I'm trying to integrate Prodigy into a larger project, and I would like to programmatically interact with prodigy (e.g. starting a labeling server, dumping out its db contents, etc.)

Ideally there would be an interface like:

import prodigy

labeling_server = prodigy.textcat(db='task_a', port=9001, ...)
labeling_server.stop()
labeling_server.dbout(db='task_a', out='/tmp/labels.jsonl')

or

import prodigy

app = prodigy.server(port=9001)

app.textcat(db='task_a') # then I go to localhost:9001/task_a to label it...
app.textcat(db='task_b') # then I go to localhost:9001/task_b to label it...

app.dbout(db='task_a', out='/tmp/labels.json')

This way instead of manually starting and restarting prodigy servers from the command line every time I want to label something, I can keep one long-running process.

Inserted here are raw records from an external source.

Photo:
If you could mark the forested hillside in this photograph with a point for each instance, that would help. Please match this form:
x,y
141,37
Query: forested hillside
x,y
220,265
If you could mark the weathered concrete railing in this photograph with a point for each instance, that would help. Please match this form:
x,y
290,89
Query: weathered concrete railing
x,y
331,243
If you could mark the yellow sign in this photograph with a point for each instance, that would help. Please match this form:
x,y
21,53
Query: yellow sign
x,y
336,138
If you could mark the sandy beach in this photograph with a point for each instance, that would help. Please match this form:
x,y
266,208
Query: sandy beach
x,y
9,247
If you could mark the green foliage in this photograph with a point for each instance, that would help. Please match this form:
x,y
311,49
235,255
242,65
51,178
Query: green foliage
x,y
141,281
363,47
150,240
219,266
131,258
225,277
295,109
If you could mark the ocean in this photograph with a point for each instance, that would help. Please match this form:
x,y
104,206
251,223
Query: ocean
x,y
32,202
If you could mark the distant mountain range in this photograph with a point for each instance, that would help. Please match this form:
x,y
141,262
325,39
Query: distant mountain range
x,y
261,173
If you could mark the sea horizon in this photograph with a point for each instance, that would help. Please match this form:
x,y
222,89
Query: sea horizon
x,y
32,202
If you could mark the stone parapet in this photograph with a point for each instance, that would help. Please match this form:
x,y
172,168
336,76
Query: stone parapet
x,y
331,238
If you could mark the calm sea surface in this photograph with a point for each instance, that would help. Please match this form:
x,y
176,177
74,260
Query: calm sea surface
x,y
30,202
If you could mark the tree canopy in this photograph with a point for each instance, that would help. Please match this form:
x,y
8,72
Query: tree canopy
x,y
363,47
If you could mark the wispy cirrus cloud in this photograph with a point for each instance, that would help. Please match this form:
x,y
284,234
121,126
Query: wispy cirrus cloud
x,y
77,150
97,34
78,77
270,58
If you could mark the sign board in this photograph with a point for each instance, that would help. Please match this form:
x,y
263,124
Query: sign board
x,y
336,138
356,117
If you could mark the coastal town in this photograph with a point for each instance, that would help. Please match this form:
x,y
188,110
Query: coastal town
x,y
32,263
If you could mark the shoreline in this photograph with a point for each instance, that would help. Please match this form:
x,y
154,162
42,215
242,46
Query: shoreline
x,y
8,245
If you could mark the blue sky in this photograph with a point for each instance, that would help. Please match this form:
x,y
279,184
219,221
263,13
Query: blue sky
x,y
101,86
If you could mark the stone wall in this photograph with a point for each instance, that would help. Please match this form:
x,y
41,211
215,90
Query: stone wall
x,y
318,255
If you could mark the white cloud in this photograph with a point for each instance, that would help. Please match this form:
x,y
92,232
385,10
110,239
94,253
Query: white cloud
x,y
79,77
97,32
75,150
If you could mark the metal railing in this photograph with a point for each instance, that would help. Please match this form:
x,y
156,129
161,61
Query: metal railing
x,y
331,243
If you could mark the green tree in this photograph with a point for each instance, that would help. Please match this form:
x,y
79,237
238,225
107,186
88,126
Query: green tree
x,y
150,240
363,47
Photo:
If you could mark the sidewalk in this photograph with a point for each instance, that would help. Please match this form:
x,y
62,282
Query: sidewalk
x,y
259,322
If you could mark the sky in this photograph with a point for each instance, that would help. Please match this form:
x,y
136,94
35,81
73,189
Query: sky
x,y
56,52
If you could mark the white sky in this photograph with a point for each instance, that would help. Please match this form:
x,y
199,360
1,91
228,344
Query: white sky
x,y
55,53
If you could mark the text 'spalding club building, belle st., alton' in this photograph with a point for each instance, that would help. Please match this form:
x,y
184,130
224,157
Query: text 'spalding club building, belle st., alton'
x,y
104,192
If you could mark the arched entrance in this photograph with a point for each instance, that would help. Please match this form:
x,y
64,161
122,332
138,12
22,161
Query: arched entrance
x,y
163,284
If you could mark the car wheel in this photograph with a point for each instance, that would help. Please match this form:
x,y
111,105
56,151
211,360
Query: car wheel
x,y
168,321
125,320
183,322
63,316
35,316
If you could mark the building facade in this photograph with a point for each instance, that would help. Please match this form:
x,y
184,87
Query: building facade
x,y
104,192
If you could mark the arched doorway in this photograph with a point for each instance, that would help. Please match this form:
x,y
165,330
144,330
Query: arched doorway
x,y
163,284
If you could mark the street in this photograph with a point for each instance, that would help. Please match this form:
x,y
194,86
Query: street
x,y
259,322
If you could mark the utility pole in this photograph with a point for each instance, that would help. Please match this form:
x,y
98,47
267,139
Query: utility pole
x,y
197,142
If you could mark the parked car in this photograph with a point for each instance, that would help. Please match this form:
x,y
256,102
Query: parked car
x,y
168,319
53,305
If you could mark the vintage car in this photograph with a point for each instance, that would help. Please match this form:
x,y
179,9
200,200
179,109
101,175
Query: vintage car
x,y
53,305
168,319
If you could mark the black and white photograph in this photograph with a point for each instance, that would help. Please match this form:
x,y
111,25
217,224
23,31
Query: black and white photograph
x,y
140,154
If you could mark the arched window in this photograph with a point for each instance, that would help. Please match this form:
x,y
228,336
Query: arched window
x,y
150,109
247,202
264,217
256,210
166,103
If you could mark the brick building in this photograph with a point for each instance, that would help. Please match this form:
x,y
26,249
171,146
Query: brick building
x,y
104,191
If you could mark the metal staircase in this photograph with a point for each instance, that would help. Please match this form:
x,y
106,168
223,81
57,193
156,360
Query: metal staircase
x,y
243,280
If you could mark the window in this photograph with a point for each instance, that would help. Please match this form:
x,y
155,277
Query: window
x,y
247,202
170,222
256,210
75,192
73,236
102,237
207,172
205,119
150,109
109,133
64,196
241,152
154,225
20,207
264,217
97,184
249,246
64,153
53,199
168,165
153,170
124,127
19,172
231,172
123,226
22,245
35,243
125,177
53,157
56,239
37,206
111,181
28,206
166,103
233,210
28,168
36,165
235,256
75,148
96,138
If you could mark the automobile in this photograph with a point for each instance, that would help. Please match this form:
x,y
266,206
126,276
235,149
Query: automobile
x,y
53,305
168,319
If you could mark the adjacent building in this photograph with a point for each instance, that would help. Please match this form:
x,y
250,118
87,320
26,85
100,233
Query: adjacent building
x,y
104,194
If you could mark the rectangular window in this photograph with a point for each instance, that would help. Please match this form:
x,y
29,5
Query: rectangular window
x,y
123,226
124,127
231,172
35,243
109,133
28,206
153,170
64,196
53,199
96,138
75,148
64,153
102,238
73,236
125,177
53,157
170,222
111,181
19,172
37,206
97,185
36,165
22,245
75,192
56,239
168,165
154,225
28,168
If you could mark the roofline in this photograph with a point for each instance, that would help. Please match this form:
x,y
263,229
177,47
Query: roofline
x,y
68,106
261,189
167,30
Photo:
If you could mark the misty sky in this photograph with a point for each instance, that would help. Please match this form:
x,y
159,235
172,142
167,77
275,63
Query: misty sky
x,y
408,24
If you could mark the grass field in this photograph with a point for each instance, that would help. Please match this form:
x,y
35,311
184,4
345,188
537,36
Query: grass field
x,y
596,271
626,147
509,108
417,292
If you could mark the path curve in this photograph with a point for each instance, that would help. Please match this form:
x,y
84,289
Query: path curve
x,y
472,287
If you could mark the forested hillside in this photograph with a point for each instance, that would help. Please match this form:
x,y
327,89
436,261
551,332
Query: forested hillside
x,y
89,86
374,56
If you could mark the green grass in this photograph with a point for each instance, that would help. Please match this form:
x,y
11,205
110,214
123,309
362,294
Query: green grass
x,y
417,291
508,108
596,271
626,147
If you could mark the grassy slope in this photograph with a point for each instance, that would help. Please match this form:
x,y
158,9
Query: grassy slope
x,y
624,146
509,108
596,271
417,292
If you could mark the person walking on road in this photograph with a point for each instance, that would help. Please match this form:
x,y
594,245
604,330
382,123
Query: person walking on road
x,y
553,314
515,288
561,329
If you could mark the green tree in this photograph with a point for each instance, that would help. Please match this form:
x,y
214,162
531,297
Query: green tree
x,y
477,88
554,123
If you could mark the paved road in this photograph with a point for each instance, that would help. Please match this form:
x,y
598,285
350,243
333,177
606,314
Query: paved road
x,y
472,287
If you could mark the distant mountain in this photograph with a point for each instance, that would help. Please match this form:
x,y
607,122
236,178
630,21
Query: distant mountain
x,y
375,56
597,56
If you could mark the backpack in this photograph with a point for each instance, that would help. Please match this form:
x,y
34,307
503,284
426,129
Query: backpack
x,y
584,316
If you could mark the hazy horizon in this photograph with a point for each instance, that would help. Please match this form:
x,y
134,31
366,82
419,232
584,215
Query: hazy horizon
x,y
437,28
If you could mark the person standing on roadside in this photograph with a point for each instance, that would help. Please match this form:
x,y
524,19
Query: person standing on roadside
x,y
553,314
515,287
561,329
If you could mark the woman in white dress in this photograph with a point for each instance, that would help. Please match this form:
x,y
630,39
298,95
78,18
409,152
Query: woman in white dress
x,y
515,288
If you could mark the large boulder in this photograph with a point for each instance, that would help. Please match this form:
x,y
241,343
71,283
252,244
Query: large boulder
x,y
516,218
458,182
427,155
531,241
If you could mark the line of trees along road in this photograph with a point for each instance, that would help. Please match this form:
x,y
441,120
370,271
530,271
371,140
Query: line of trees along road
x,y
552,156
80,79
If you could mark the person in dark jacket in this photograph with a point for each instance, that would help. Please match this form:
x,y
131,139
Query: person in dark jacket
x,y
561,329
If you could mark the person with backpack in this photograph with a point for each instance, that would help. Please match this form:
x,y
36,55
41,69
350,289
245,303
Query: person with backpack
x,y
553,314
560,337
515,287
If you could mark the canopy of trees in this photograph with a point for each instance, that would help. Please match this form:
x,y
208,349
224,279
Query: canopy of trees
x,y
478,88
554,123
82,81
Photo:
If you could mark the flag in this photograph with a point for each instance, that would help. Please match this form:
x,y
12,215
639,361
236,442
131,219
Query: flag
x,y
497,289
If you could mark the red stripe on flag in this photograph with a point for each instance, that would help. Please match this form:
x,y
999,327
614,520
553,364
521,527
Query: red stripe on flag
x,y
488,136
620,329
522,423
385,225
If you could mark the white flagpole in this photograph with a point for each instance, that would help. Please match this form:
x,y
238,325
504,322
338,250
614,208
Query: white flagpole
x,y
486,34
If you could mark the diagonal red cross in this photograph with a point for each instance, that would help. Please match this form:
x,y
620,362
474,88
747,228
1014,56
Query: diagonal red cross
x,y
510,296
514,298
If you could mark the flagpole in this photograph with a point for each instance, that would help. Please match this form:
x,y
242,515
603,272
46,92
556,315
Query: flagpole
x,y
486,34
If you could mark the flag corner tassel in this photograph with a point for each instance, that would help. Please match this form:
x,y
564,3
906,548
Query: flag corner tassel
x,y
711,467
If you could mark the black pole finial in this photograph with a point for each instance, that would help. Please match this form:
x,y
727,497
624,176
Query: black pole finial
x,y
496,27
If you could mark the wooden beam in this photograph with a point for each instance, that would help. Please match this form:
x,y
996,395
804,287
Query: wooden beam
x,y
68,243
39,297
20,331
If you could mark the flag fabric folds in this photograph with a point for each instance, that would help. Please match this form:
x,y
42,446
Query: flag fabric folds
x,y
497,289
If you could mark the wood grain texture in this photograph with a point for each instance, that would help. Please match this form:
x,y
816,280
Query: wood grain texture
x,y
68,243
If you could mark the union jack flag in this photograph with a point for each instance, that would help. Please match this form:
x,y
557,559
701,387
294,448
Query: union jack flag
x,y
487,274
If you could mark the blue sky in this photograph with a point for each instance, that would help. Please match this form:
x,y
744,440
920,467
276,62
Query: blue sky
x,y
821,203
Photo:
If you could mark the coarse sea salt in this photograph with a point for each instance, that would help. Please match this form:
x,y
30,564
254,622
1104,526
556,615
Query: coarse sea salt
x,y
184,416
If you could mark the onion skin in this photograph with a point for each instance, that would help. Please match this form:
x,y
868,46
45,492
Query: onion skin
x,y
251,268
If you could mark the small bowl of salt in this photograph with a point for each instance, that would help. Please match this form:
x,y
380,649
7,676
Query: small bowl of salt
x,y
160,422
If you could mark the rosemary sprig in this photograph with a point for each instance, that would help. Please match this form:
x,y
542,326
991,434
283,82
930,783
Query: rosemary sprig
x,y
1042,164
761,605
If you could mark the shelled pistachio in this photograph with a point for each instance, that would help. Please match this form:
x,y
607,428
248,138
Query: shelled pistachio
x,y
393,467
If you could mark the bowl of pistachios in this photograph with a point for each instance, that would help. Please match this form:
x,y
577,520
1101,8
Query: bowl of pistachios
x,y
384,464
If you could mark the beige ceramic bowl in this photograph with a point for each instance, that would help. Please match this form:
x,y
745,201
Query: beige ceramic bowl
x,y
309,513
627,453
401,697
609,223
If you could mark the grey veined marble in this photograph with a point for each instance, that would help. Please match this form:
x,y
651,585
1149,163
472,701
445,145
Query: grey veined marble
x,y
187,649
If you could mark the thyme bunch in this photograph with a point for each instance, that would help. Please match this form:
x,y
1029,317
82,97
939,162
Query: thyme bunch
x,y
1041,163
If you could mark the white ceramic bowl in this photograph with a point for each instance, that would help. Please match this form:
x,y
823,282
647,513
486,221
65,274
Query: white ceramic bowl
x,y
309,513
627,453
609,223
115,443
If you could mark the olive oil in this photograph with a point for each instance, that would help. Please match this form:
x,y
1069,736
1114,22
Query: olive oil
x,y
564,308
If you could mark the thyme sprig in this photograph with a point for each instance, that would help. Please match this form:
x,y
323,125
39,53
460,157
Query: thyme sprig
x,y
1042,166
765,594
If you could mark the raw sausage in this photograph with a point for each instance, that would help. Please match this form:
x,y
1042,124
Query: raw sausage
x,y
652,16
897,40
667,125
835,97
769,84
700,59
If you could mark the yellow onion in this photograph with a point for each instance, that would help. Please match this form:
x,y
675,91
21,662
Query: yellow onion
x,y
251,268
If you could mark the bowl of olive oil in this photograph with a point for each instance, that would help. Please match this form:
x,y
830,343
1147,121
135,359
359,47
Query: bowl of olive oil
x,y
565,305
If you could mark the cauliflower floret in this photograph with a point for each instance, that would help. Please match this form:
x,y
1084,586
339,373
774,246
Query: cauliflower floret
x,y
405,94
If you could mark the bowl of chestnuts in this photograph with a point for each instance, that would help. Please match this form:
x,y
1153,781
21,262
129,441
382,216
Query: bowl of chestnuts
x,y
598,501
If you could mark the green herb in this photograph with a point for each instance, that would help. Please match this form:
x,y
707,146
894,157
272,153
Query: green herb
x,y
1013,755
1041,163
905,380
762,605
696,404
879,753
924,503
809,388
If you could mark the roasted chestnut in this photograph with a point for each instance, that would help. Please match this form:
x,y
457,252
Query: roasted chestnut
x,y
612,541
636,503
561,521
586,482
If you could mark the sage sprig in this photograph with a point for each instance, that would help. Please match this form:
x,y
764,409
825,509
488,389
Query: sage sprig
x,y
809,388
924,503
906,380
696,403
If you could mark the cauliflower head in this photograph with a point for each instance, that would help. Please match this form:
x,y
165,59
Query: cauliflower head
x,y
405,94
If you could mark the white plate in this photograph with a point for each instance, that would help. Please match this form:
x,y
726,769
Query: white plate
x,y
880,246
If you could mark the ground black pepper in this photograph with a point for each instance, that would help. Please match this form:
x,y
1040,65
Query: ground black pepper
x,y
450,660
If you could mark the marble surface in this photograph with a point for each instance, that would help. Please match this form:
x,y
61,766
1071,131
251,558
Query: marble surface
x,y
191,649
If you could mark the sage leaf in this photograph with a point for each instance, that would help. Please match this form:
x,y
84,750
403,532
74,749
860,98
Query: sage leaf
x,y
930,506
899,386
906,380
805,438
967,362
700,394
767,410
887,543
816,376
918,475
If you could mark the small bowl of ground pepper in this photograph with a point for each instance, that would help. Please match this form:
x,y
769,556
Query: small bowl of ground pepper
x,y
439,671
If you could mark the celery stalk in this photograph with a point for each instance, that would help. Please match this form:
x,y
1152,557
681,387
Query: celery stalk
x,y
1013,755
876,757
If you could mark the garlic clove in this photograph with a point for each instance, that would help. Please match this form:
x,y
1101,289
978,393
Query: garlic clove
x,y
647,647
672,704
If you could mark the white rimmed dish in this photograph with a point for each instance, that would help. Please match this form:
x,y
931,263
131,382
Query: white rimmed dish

Is it possible to do this?

Hi! The prodigy.serve function can be used to start a recipe script and the Prodigy server on a given host and port: https://prodi.gy/docs/api-components#serve I've posted about how it works under the hood in this thread. The app is a modern FastAPI app served by uvicorn, and the source of the app.py is shipped with Prodigy. So if you want something custom, you can also always implement your own server.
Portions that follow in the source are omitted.